The Uzbekistan lubricant market is large enough to provide feedstock for our used oil rerefinery, Plamen Bobokov, the co-founder of Prista Oil Group, said. It is an important step for Uzbekistan, where waste [oil] dumping is unregulated, and there are no [serious] efforts to protect the environment. The rerefinery will help to decrease used oil dumping in the environment.
Through its 2011 acquisition of a 51 percent stake in the Texaco-Uzbekneftegaz JV Uz-Texaco, Prista established itself as a leading local lubricants marketer in Uzbekistan. That JV operates a 60,000 t/y lubricant blending plant located at Uzbekneftegazs refinery in Fergana. It uses the refinerys Group I base oils for lubricants production at the site.
Uz-Pristas sights are set on the domestic market, as well as neighboring Turkmenistan, Tajikistan and Kyrgyzstan. Those four countries consume a combined 380,000 t/y of lubes and therefore have potential to generate substantial volumes of waste oil. The company has already established an extensive network of collection points in Uzbekistan.

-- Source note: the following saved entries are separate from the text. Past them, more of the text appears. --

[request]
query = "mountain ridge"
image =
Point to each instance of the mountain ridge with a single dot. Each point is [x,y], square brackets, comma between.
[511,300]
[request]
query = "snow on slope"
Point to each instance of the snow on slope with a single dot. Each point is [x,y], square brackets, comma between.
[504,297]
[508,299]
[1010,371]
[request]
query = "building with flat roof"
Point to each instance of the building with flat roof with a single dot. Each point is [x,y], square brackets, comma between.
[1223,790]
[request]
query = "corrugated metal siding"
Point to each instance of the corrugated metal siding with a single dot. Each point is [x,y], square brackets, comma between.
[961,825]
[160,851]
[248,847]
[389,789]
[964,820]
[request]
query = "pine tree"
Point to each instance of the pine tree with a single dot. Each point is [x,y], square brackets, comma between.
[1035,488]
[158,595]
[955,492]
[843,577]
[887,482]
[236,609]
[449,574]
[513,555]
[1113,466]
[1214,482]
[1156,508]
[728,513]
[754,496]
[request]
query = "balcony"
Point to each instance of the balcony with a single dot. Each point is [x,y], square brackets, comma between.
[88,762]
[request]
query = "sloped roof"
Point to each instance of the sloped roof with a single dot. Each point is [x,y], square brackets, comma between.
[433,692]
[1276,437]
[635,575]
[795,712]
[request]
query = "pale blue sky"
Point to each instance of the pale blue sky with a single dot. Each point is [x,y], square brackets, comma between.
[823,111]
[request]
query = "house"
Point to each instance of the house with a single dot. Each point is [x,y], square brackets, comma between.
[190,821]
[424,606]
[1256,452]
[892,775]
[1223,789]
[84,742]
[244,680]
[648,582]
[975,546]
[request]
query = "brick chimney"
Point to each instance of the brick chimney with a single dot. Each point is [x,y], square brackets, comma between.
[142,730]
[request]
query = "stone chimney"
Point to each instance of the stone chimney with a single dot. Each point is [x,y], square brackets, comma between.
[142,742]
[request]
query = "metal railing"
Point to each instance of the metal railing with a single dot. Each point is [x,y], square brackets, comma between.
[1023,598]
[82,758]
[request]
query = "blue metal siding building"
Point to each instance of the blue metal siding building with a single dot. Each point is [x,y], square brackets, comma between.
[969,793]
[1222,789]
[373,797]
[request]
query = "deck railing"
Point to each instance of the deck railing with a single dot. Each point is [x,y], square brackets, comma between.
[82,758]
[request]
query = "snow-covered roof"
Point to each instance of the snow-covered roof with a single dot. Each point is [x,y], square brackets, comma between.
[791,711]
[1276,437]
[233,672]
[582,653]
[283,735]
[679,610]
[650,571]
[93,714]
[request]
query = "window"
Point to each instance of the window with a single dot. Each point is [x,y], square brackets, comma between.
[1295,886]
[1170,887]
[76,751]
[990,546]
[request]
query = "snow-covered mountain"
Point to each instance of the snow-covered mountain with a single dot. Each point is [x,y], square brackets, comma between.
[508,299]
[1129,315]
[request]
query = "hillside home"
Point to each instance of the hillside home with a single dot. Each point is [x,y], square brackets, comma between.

The rerefinery uses vacuum distillation and hydrofinishing technology licensed from India-based Sequoia Global Inc. Sixty percent of the produced base oils meets Prista Oils production needs in Ukraine and areas of Central Asia outside of Uzbekistan, and the rest will be used by the Uz-Prista blending plant, the company said.
Pristas plan is to expand in Central Asia and Russia, as well as in North and Sub-Saharan Africa, the Middle East and East Asia, according to Bobokov.
In most of these markets, we plan to export finished lubricants. We are also in negotiations with several local companies on different forms of cooperation, including construction of a modern blending plant, using our newest proprietary blending technology.
Hill is also expanding abroad. People familiar with the rerefining industry in Europe told LubesnGreases that the company and partners are planning another rerefining project in Lithuania. The source asked not to be identified because the rerefinery is in the early phase of development.
While collecting and processing waste oil for base oil production is a well-established industry in Europe, albeit with mixed levels of success, Hill and Prista, backed by government incentives and foreign investments, are eagerly seizing the opportunity to develop this industry in Central Asia, as well.
Both companies believe that this approach to the collection, transportation and storage of waste oils to be reused as base oil, and not landfilled, incinerated or burned as fuel will have a direct positive impact on the environment in the region.